Nena is the one dancing in the video, I believe. She's definitely the one singing the song. And while her English is a whole heck of a lot better than my German, she does have a strong accent. And she's singing fairly quickly, too. It does make it hard to make out many of the lyrics, I find. Interesting that the video's setting still managed to get part of the message across.
no subject
the safety dance is literally about dancing. this is the video wikipedia cited.
http://www.veoh.com/watch/v16725574hRwbx5sZ
no subject
I would never have believed safe sex, just because, as I recall, that started up several years after the song came out.* But I was pretty sure about the nukes. Weird. Thanks for that! And sorry to have led you astray.
>*I have a vivid memory from the early 80s of going up for bedtime and hearing my parents put on the evening news. One of the top stories was "Another baby died of AIDS today." It struck me because I'd never heard of the disease. I was too young, and it was too new. New enough that a single death was enough to make the news. I stopped on the stairs to think about it and decided they must have meant that a baby had been killed by an aide, and I thought it was awful that there were such horrible babysitters out there, and enough of them to make the news.
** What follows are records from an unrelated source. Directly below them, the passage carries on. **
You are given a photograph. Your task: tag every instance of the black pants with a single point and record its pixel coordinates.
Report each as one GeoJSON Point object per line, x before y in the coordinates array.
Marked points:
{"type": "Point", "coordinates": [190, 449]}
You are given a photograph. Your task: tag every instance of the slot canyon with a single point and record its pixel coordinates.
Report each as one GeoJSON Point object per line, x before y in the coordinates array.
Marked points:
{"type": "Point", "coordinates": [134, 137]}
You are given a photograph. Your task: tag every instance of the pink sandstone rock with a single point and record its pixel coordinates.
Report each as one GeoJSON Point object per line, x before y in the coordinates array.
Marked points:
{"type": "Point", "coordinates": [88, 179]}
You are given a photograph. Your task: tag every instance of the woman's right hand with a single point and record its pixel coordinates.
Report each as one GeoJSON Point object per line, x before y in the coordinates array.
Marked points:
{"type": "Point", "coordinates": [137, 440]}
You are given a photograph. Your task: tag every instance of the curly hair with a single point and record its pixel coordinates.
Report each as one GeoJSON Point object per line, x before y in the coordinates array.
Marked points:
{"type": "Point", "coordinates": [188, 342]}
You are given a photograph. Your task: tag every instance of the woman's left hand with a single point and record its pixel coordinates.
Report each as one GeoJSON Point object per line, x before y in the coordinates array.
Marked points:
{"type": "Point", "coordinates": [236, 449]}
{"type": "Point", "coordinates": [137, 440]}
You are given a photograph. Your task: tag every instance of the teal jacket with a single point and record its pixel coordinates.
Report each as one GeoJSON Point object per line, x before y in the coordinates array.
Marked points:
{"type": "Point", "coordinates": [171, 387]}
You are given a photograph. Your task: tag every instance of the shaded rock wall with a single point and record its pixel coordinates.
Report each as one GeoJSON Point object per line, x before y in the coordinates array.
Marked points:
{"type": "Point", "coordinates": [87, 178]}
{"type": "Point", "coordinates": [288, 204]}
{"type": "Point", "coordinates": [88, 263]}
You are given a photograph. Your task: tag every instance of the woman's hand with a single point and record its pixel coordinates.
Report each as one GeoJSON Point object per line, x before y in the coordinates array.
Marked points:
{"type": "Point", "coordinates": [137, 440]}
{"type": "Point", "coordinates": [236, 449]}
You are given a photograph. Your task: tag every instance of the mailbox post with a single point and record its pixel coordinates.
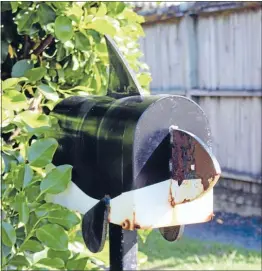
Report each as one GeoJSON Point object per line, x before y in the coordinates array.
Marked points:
{"type": "Point", "coordinates": [139, 162]}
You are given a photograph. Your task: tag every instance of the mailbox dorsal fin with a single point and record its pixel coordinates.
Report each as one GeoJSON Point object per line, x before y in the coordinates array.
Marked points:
{"type": "Point", "coordinates": [122, 80]}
A few years later, when I actually found out what AIDS was, it was still considered a thing unlikely to touch us. It was a disease that belonged to the gays, and only crossed over to normal people because of bisexuals or closeted people who brought it home to their wives. Really, if the gays would just stop having all this dirty promiscuous gay sex, the whole thing would blow over. ... Those were very homophobic times. (Not that there isn't still homophobia, but it was very much mainstream thought.)
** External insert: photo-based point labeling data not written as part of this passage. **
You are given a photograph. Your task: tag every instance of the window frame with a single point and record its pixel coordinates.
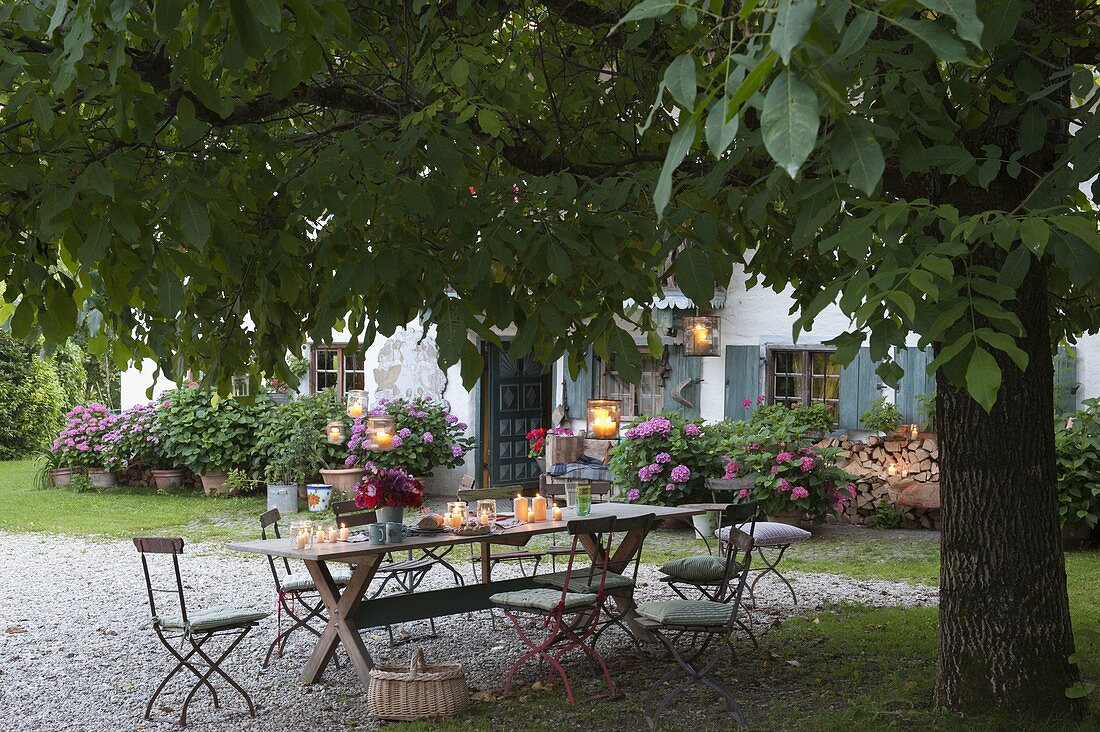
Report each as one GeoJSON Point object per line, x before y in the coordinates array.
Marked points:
{"type": "Point", "coordinates": [806, 352]}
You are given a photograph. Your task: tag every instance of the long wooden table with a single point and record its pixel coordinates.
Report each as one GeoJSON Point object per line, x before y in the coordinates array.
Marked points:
{"type": "Point", "coordinates": [349, 610]}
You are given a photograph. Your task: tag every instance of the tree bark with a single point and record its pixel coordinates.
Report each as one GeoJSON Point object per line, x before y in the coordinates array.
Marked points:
{"type": "Point", "coordinates": [1004, 627]}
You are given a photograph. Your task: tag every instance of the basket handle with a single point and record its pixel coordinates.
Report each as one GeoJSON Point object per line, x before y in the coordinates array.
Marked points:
{"type": "Point", "coordinates": [417, 664]}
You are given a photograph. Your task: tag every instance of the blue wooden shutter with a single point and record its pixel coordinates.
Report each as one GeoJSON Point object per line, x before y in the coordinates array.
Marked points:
{"type": "Point", "coordinates": [579, 392]}
{"type": "Point", "coordinates": [743, 379]}
{"type": "Point", "coordinates": [916, 381]}
{"type": "Point", "coordinates": [1065, 381]}
{"type": "Point", "coordinates": [683, 368]}
{"type": "Point", "coordinates": [858, 389]}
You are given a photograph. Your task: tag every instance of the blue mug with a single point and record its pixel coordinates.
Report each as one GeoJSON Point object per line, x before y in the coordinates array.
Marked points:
{"type": "Point", "coordinates": [376, 534]}
{"type": "Point", "coordinates": [395, 532]}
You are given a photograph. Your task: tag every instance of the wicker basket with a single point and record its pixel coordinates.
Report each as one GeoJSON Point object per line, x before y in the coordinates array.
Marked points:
{"type": "Point", "coordinates": [419, 691]}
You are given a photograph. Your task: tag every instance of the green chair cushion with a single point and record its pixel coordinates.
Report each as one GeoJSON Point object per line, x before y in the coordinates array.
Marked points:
{"type": "Point", "coordinates": [542, 599]}
{"type": "Point", "coordinates": [298, 581]}
{"type": "Point", "coordinates": [213, 619]}
{"type": "Point", "coordinates": [579, 580]}
{"type": "Point", "coordinates": [688, 612]}
{"type": "Point", "coordinates": [702, 568]}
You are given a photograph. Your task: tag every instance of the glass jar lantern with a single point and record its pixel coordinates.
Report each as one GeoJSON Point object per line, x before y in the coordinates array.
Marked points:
{"type": "Point", "coordinates": [702, 335]}
{"type": "Point", "coordinates": [356, 403]}
{"type": "Point", "coordinates": [380, 432]}
{"type": "Point", "coordinates": [604, 417]}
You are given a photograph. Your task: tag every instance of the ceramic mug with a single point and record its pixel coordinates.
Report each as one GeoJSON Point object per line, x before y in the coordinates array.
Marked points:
{"type": "Point", "coordinates": [376, 534]}
{"type": "Point", "coordinates": [395, 532]}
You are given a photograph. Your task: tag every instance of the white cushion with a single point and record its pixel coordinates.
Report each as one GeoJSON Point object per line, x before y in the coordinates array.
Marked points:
{"type": "Point", "coordinates": [770, 533]}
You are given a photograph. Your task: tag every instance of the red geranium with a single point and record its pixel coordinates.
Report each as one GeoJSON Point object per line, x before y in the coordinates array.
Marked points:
{"type": "Point", "coordinates": [388, 487]}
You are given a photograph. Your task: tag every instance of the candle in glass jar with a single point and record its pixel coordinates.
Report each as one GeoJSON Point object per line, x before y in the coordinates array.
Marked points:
{"type": "Point", "coordinates": [538, 509]}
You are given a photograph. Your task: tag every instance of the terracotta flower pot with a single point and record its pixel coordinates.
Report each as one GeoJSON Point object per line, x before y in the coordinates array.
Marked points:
{"type": "Point", "coordinates": [101, 477]}
{"type": "Point", "coordinates": [167, 479]}
{"type": "Point", "coordinates": [212, 482]}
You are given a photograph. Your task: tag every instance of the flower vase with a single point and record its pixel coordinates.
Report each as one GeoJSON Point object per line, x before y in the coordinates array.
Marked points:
{"type": "Point", "coordinates": [387, 514]}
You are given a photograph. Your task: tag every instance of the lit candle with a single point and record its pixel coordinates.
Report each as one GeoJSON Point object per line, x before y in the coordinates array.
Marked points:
{"type": "Point", "coordinates": [538, 509]}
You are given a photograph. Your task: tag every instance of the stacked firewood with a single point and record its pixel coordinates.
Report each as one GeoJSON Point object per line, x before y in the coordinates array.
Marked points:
{"type": "Point", "coordinates": [884, 468]}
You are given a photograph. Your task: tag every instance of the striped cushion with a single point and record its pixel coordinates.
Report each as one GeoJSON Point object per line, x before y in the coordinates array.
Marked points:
{"type": "Point", "coordinates": [688, 612]}
{"type": "Point", "coordinates": [579, 580]}
{"type": "Point", "coordinates": [213, 619]}
{"type": "Point", "coordinates": [769, 533]}
{"type": "Point", "coordinates": [298, 581]}
{"type": "Point", "coordinates": [542, 599]}
{"type": "Point", "coordinates": [702, 568]}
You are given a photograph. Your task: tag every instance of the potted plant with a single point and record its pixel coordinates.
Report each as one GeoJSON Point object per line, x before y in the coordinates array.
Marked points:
{"type": "Point", "coordinates": [389, 491]}
{"type": "Point", "coordinates": [207, 434]}
{"type": "Point", "coordinates": [1077, 444]}
{"type": "Point", "coordinates": [882, 417]}
{"type": "Point", "coordinates": [663, 460]}
{"type": "Point", "coordinates": [83, 444]}
{"type": "Point", "coordinates": [427, 437]}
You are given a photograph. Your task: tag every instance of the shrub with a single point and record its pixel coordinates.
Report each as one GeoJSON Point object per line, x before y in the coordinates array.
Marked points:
{"type": "Point", "coordinates": [882, 416]}
{"type": "Point", "coordinates": [428, 437]}
{"type": "Point", "coordinates": [208, 434]}
{"type": "Point", "coordinates": [664, 460]}
{"type": "Point", "coordinates": [1077, 441]}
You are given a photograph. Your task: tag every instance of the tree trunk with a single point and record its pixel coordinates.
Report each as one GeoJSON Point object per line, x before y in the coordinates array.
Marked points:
{"type": "Point", "coordinates": [1004, 629]}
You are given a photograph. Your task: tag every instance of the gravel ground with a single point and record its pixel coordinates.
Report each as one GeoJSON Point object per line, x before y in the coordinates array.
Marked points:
{"type": "Point", "coordinates": [77, 652]}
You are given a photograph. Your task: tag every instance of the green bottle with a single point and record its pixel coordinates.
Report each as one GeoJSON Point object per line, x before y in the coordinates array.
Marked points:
{"type": "Point", "coordinates": [583, 500]}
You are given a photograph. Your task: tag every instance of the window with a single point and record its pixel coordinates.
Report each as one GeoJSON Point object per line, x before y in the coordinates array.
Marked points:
{"type": "Point", "coordinates": [801, 377]}
{"type": "Point", "coordinates": [332, 368]}
{"type": "Point", "coordinates": [647, 397]}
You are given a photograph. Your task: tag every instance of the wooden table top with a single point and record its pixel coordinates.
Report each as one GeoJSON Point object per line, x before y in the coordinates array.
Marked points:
{"type": "Point", "coordinates": [347, 550]}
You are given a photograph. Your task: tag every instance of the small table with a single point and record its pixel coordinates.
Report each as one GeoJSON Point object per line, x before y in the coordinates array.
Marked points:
{"type": "Point", "coordinates": [350, 609]}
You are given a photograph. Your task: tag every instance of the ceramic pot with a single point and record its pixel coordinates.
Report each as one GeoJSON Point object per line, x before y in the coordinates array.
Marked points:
{"type": "Point", "coordinates": [101, 477]}
{"type": "Point", "coordinates": [167, 479]}
{"type": "Point", "coordinates": [212, 482]}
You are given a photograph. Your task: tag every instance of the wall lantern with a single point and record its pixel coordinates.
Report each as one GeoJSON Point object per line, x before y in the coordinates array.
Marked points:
{"type": "Point", "coordinates": [380, 432]}
{"type": "Point", "coordinates": [702, 335]}
{"type": "Point", "coordinates": [333, 432]}
{"type": "Point", "coordinates": [604, 417]}
{"type": "Point", "coordinates": [356, 403]}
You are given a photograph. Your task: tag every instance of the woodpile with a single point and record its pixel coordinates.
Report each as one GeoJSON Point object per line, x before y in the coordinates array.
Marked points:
{"type": "Point", "coordinates": [914, 462]}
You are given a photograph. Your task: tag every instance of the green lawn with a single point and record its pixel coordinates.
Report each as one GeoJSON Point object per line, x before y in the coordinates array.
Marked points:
{"type": "Point", "coordinates": [846, 669]}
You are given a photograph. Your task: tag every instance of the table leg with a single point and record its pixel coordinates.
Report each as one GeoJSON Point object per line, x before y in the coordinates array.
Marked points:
{"type": "Point", "coordinates": [341, 629]}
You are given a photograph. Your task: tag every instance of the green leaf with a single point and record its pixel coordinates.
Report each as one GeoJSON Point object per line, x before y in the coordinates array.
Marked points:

Later still, around 1990, there were isolated cases of kids in our general area having the virus. So they brought us all together in the gym for a special lecture and Q & A to teach us about what it really was and how it was transmitted. They assured us that it was okay to play sports with someone HIV-positive. Kind of surreal, looking back on it, to think of an elementary school assembly on AIDS education, but I'm glad they did it.